Summary of Part I: Two Fact-finding questions were posed in relation to PAS: What is it? and How prevalent is it? Post Abortion Syndrome (PAS) is a delayed negative reaction to an abortion experience which manifests itself in post-abortive women as a chronic dysfunction. The prevalency of PAS is a disputed question between abortion providers and pro-life counseling organizations. But, relying on the 10% projections of the most modest estimates of either group, it follows that an approximate 150,000 U.S. women annually experience high-stress post -abortion symptoms and are unaware of the cause.
How Is It Treated?
Experienced PAS therapists like Speckhard and Selby identify three foci of PAS treatment: "the physical trauma of abortion; the grief associated with the loss of the unborn child; and. . . making peace with self and others regarding the abortion decision" ("How to Treat...", NRL News, January 15, '87, p.7).
Treatment commences when the woman and her counselor determine that the stress symptoms she is experiencing are directly traceable to her abortion. This assessment stage of the treatment process helps the woman to identify the emotional cognitive, and behavioral responses to her abortion and to acknowledge what she might have hitherto denied, namely, that her abortion is responsible for those long-term effects. According to professionals who counsel PAS sufferers, this "breaking denial" phase of PAS treatment places the woman on the road to emotional, psychological, and spiritual healing. Once the abortion is understood as an event which has generated identifiable negative emotional symptoms, the grieving process can begin.
The second phase of PAS treatment involves the admission of guilt, i.e., the admission of the nature of abortion and the post-abortive woman's responsibility for the decision to abort. As Dr. Vincent Rue points out, despite the extenuating circumstances which can delimit personal responsibility, a woman must admit her guilt, " Rue contends, "in order to be able to deal with it" (Post-Abortion Syndrome: Sham or Emerging Crisis," NRL News, Jan. 15, '87, p.8). Predictably, this stage of treatment is not included in therapy conducted by abortion providers. Pro-abortion advocates routinely stress that any guilt the woman feels is not from something she has done, but from pressure put on her from some outside influence. In that mindset, Rosemary Reuther, addressing Catholics for a Free Choice at their 1986 convention, advised that post-abortive women may be allowed to express sadness but never guilt ("Trivializing Abortion's Grief," Lisa Andrusko, NRL News, Jan. 15, '87, p.4). The thrust of treatment in this pro-abortion context, then, is to help the post-abortive woman free herself from an unnecessary guilt trip.

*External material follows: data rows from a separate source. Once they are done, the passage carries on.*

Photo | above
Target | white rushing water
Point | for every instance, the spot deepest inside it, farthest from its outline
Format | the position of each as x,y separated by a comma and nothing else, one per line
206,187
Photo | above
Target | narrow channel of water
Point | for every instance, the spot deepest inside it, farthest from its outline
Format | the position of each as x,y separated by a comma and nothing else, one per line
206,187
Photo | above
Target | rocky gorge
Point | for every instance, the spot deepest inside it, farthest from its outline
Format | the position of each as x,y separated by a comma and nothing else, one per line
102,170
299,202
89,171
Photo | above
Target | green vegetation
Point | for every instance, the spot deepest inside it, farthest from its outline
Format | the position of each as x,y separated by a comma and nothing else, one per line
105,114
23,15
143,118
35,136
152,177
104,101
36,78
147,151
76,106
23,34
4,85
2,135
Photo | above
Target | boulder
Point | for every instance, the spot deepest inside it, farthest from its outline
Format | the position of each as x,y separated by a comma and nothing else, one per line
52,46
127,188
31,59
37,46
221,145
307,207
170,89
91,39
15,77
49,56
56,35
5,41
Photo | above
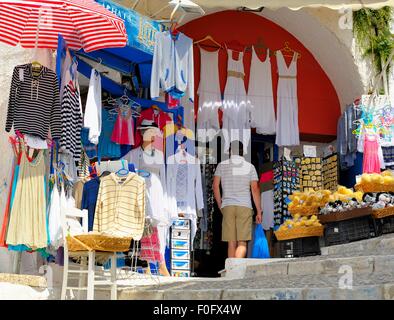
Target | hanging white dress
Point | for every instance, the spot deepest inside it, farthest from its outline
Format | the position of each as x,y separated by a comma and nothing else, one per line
287,132
209,95
260,95
235,107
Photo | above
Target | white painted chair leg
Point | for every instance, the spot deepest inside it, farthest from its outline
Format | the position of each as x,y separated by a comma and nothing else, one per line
114,288
65,279
91,266
82,278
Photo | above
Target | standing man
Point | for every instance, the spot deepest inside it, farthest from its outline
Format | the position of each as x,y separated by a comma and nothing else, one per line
238,178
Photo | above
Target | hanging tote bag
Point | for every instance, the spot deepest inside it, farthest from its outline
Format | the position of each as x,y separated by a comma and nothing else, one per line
260,245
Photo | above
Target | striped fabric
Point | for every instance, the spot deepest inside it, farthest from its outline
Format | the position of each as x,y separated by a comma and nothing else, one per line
83,24
70,141
120,208
34,104
236,174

The third step, the grieving period, enables the woman who has undergone an abortion to do what all human beings need to do when a loved one dies–to grieve. Some therapists believe that the re-living of the abortion event, although painful, is necessary before the important process of grieving can be unleashed. As the woman grieves for her dead child, she gradually experiences and accepts forgiveness from self, others and, above all, from God. Pro-abortion mental health professionals who counsel post-abortive women, on the other hand, take a different perspective toward the importance of the grieving process. A Women's Guide to Safe Abortion, for example, in a chapter entitled "What to Do About 'Bad' Feelings" counsels this attitude: "Life comes and goes foSr all of us. Don't be too hard on yourself." (Trivializing Abortion's Grief," Lisa Andrusko, NRL News, Jan. 15, '87, p.4).
When the three phases of PAS therapy are completed, a post-abortive woman can be released from the psychologically damaging effects of repressed guilt, but she cannot be freed from the sorrow she experiences because of abortion. "Remorse for the act," concludes Franz, "is a lifelong event" (Traumatic. . .",Jan. 15, '87, NRL News, p. 8).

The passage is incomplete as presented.